Perhaps a strong individual claim, but I didn't see it clearly connected to a conclusion.

I agree with you that it isn't connected at all with his conclusions. Therefore, challenging it doesn't challenge his conclusion. Nitpicking something that you think is irrelevant to the opposing side's conclusion in a debate is logically rude.

↑ comment by private_messaging · 2012-07-22T19:29:14.386Z · LW(p) · GW(p)

And why one should pick a high percentile, exactly, if the priors for high percentiles are proportionally low and strong evidence is absent? What's wrong with assuming 'somewhat above median', i.e. close to 50th percentile? Why is that even really harsh?

Replies from: CarlShulman

↑ comment by CarlShulman · 2012-07-22T20:00:40.802Z · LW(p) · GW(p)

Extreme standardized testing (after adjusting for regression to the mean), successful writer (by hits, readers, reviews; even vocabulary, which is fairly strongly associated with intelligence in large statistical samples), impressing top philosophers with his decision theory work, impressing very smart and influential people (e.g. Peter Thiel) in real-time conversation.

Why is that even really harsh?

It would be harsh to a graduate student from a top hard science program or law school. The median attorney figure in the US today, let alone over the world and history, is just not that high.

Replies from: private_messaging

↑ comment by private_messaging · 2012-07-25T14:59:14.765Z · LW(p) · GW(p)
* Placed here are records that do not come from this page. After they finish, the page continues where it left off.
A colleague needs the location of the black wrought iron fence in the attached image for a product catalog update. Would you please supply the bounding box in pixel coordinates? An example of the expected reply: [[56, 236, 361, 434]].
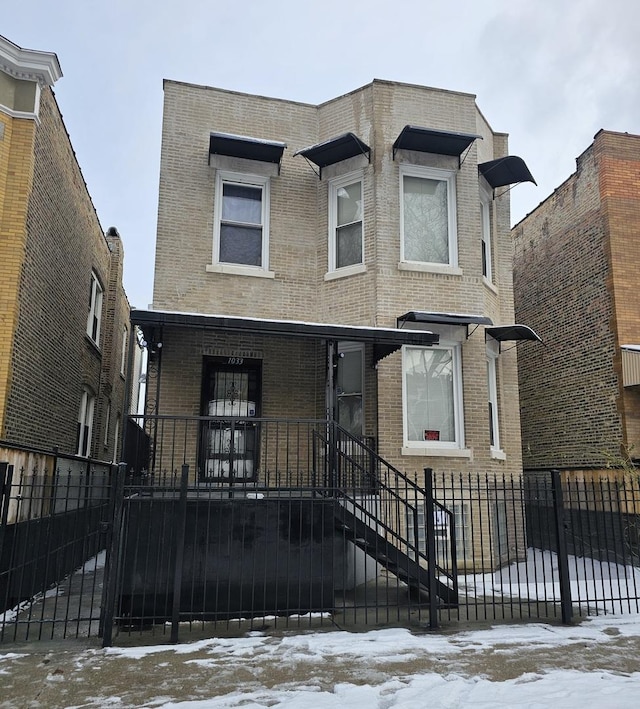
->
[[4, 429, 640, 647], [102, 423, 459, 645], [0, 448, 114, 643]]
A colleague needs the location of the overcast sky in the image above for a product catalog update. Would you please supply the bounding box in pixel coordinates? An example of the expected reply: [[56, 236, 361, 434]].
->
[[5, 1, 639, 308]]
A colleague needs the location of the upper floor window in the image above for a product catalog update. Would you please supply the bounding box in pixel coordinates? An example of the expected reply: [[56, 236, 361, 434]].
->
[[213, 171, 270, 270], [328, 172, 364, 273], [480, 182, 493, 283], [400, 165, 457, 266], [402, 344, 464, 449], [86, 271, 103, 345]]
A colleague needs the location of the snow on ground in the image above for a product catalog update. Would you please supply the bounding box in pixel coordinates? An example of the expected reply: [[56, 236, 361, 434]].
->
[[459, 547, 640, 614], [95, 615, 640, 708], [2, 550, 640, 706]]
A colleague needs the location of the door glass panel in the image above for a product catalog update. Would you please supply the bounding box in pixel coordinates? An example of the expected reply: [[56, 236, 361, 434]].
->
[[201, 358, 261, 481], [336, 345, 363, 436]]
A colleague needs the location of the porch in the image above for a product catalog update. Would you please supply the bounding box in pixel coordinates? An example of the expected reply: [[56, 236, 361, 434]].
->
[[115, 415, 459, 643]]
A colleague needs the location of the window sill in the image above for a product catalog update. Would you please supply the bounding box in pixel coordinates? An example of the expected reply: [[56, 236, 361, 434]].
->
[[85, 335, 102, 356], [324, 263, 367, 281], [401, 446, 472, 458], [483, 276, 498, 294], [397, 262, 463, 276], [206, 263, 275, 279], [491, 448, 506, 460]]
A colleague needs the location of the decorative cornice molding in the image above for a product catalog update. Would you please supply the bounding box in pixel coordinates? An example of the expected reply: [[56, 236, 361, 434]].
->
[[0, 34, 62, 87]]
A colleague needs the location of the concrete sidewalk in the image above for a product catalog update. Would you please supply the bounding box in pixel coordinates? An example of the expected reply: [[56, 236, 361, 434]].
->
[[2, 616, 640, 708]]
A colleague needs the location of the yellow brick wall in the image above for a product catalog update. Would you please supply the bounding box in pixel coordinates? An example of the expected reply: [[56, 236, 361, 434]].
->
[[0, 113, 36, 437]]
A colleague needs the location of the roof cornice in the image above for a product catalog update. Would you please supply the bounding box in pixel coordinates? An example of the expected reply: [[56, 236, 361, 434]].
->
[[0, 34, 62, 86]]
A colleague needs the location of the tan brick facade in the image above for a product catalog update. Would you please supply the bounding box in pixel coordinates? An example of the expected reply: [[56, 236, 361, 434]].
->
[[513, 130, 640, 473], [0, 37, 130, 460], [149, 79, 527, 479]]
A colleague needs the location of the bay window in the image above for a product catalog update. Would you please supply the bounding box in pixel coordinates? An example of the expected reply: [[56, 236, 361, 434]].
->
[[328, 172, 364, 273], [400, 165, 457, 266], [402, 344, 463, 449]]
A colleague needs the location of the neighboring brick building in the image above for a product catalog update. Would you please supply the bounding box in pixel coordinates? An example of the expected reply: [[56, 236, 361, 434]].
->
[[513, 130, 640, 475], [132, 78, 537, 486], [0, 35, 130, 461]]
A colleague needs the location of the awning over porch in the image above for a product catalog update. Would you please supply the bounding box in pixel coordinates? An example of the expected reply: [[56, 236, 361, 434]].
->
[[131, 308, 439, 363]]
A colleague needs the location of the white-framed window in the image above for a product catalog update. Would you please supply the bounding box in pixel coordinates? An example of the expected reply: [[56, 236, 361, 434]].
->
[[328, 172, 364, 272], [487, 338, 500, 452], [120, 326, 128, 376], [410, 502, 470, 567], [400, 164, 458, 266], [76, 387, 96, 457], [480, 182, 493, 282], [86, 271, 103, 345], [213, 170, 270, 270], [402, 344, 464, 449]]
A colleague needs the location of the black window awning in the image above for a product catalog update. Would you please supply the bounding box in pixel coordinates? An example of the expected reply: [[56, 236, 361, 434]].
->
[[398, 311, 493, 327], [486, 325, 542, 342], [393, 125, 481, 160], [131, 309, 438, 363], [294, 132, 370, 178], [209, 132, 287, 166], [478, 156, 536, 188]]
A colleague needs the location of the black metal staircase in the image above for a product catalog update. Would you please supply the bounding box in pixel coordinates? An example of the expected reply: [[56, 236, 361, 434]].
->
[[315, 423, 459, 608]]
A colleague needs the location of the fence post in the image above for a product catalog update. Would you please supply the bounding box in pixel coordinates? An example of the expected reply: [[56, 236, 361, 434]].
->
[[551, 469, 573, 624], [424, 467, 439, 630], [0, 462, 13, 560], [100, 462, 127, 647], [170, 464, 189, 643]]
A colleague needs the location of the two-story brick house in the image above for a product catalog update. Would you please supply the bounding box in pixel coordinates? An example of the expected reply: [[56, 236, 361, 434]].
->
[[131, 78, 537, 492], [513, 130, 640, 478], [0, 34, 130, 464]]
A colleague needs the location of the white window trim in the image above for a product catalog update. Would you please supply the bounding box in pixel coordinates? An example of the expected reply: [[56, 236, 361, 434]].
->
[[399, 164, 458, 268], [480, 180, 493, 284], [327, 170, 364, 275], [211, 170, 272, 275], [86, 271, 103, 346], [77, 387, 95, 457], [487, 339, 505, 458], [120, 326, 128, 377], [401, 343, 465, 452]]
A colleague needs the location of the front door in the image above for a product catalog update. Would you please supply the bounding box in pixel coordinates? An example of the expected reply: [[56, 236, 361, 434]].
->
[[200, 357, 262, 481], [336, 342, 364, 437]]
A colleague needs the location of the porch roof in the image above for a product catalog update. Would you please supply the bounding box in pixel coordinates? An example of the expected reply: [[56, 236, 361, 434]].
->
[[131, 308, 439, 361]]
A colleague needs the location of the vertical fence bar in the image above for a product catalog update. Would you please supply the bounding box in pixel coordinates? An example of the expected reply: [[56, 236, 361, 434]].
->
[[423, 468, 438, 629], [101, 462, 127, 647], [170, 464, 189, 643], [551, 470, 572, 624], [0, 463, 13, 638]]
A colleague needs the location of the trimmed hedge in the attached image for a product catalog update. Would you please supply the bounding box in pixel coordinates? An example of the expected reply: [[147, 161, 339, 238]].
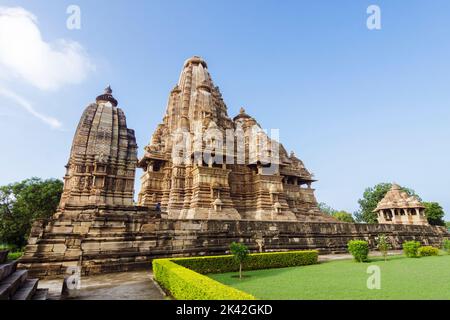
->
[[152, 250, 319, 300], [152, 259, 255, 300], [172, 250, 319, 274], [418, 246, 439, 257]]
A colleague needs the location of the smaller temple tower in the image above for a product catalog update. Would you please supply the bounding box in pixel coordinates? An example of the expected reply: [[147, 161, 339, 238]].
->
[[374, 184, 428, 225], [59, 86, 138, 209], [20, 87, 146, 277]]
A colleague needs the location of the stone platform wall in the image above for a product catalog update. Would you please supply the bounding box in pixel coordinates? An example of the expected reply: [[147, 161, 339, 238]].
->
[[18, 210, 448, 278]]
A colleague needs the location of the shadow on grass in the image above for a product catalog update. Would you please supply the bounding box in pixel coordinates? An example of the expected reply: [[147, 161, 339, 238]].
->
[[230, 275, 252, 279]]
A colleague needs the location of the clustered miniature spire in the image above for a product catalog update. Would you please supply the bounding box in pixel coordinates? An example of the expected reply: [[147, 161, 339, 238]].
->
[[137, 56, 335, 222]]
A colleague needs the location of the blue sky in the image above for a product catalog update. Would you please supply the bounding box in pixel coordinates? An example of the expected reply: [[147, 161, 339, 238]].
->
[[0, 0, 449, 219]]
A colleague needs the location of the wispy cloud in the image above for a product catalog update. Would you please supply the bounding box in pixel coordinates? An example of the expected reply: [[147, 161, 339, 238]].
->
[[0, 6, 94, 91], [0, 86, 62, 129], [0, 6, 95, 128]]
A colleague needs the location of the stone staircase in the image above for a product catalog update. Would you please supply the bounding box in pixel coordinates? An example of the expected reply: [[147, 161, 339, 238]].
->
[[0, 251, 48, 300]]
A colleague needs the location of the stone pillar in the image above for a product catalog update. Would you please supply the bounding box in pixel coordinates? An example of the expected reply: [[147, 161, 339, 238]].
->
[[378, 210, 386, 223], [390, 209, 397, 223]]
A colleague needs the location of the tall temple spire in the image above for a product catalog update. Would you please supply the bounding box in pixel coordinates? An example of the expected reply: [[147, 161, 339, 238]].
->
[[138, 57, 335, 222]]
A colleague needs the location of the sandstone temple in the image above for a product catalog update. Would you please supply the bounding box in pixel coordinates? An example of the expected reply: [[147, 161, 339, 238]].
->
[[374, 184, 428, 226], [137, 56, 332, 222], [18, 57, 447, 277]]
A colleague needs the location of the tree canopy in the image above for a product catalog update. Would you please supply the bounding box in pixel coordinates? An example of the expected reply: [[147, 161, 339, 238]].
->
[[318, 202, 337, 216], [332, 211, 355, 223], [423, 202, 446, 226], [0, 177, 63, 248], [318, 203, 355, 223], [354, 183, 419, 224]]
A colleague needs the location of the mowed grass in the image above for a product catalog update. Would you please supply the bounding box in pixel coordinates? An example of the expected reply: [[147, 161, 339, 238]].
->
[[209, 254, 450, 300]]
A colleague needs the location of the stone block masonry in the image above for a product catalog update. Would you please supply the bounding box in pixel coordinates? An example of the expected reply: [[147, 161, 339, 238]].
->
[[18, 209, 447, 278], [17, 58, 449, 279]]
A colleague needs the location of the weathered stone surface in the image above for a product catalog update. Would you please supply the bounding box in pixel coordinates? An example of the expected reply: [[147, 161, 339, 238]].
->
[[375, 184, 428, 225], [17, 60, 449, 279], [19, 211, 448, 278], [52, 244, 67, 254], [137, 56, 335, 223], [59, 87, 137, 209]]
impressing top philosophers with his decision theory work,

The TDT paper from 2012 reads like popularization of something, not like normal science paper on some formalized theory. I don't think impressing 'top philosophers' is impressive.

It would be harsh to a graduate student from a top hard science program or law school.

Or to a writer that gets royalties larger than typical lawyer. Or a smart and influential person, e.g. Peter Thiel.

But a blogger that successfully talked small-ish percentage of people he could reach, into giving him money for work on AI? That's hardly the evidence to sway 0.0001 prior. I do concede though that median lawyer might be unable to do that (but I dunno - only small percentage would be self deluded or bad enough to try). The world is full of pseudoscientists, cranks, and hustlers that manage this, and more, and who do not seem to be particularly bright.

↑ comment by Wei Dai (Wei_Dai) · 2012-07-23T12:13:20.997Z · LW(p) · GW(p)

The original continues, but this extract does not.